I’ve spoken to a few people about our trip to Burma over the last few weeks. I think we must both make it sound like hard going, which in many ways it was...although I don’t think Justin’s illness, our (in hindsite) short timescale and lack of dollars helped! The distances are massive and we only saw a small number of touristy places in the middle of the country. No wonder Aung San Suu Kyi needed a break after the punishing travel schedule she set herself for pre-elections campaigning.
But, following the recent by-election and ongoing, albeit small, changes we would strongly recommend a visit. The breathtaking views as I walked out of a small dark archway and saw hundreds of temples stretching out in every direction as far as the eye could see across the Bagan plain will be one of my favorite memories from this trip.

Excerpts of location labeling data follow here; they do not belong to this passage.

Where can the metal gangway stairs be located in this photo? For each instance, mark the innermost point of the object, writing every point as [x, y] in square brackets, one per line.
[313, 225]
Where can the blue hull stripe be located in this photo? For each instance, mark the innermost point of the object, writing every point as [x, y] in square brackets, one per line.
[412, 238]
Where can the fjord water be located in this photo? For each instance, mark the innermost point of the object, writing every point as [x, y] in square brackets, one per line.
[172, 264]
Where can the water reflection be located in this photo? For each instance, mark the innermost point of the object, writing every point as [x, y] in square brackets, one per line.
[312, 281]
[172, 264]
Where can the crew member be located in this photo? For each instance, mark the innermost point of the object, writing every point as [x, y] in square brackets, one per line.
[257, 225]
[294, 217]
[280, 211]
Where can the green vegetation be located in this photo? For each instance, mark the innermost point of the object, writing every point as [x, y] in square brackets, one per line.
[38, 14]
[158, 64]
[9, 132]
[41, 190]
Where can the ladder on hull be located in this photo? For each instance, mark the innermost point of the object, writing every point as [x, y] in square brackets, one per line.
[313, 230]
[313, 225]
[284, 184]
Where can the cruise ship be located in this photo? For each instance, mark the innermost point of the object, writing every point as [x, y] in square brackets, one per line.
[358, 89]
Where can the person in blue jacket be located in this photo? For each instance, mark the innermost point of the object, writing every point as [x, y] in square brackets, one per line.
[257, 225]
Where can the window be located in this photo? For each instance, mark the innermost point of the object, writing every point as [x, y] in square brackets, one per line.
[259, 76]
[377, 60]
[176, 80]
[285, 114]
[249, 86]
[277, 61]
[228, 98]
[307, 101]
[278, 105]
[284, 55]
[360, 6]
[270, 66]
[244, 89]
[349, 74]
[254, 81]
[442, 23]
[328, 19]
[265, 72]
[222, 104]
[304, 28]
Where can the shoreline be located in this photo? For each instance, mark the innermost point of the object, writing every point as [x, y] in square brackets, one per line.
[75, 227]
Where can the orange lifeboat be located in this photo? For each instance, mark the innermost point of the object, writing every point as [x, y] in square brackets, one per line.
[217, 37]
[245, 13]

As will sitting in a boat silently watching the silhouetted Inle Lake fishermen prepare their nets as the sunset behind them, turning the sky and water beautiful shades of orange, pink and red.

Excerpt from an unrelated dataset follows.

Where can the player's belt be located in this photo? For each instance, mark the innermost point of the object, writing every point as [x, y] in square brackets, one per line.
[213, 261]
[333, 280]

More importantly though it was the people that we met along the way. We felt very privileged to have had the opportunity to visit the country at what feels like a monumental moment. The guidebooks and websites will tell you that people don’t talk in Burma, not to ask questions or to expect answers.
We found a very different Burma. A country where people appeared by your side out of no-where to whisper their support for Aung San Suu Kyi’s party as well as their dreams of a better life for their children and grandchildren. A country where political posters were tentatively appearing in shops for the first time, with proud owners speaking of their hopes for a more prosperous business in a more democratic and open country. A country where the market-stall holders were openly selling anything they possibly could with a picture of Aung San Suu Kyi on!
We also met people willing to speak about what it was like to live in Burma. We met a forty-year-old man whose words will stay with us forever. He spoke about his life under the military junta, finishing his story with the words: “On the outside we are smiling” and at this point crawled into a ball with his hands over his head and his wide eyes peering out (whilst his friend tried to shush him and kept saying he would be arrested and taken away) “but inside we are scared and crying.” We both choked back tears. This man had lived a life we would never be able to understand. It certainly made us realise how much we take for granted.
Many of the news stories surrounding the elections have focused on the single lone figure of Aung San Suu Kyi – “The country’s only hope.” as one fellow traveller put it. She is certainly one of the most amazing women in the history of politics. You should read one of her autobiographies if you haven't already – truly inspiring, an unconditional commitment to her country and people – or listen to the podcasts from last years Reith Lectures.
However, she is not alone. Just look at the political prisoners recently released or still in prison. The grassroots campaign groups. The Burmese rap and rock musicians. The democracy campaigners. The business owners. The average person on the street. To say Aung San Suu Kyi is alone undermines the impact of a little hope, the importance of an idea and the power of people ready for a change for the better. We were so happy to read stories about the by-elections, flawed as they were, particularly as we know how much it will mean to some of the individuals, families and businesses we met along our travels. Visit Burma…and travel responsibly!
In the words of Rudyard Kipling…“Welcome to Burma. It is quite like any place you have been before.”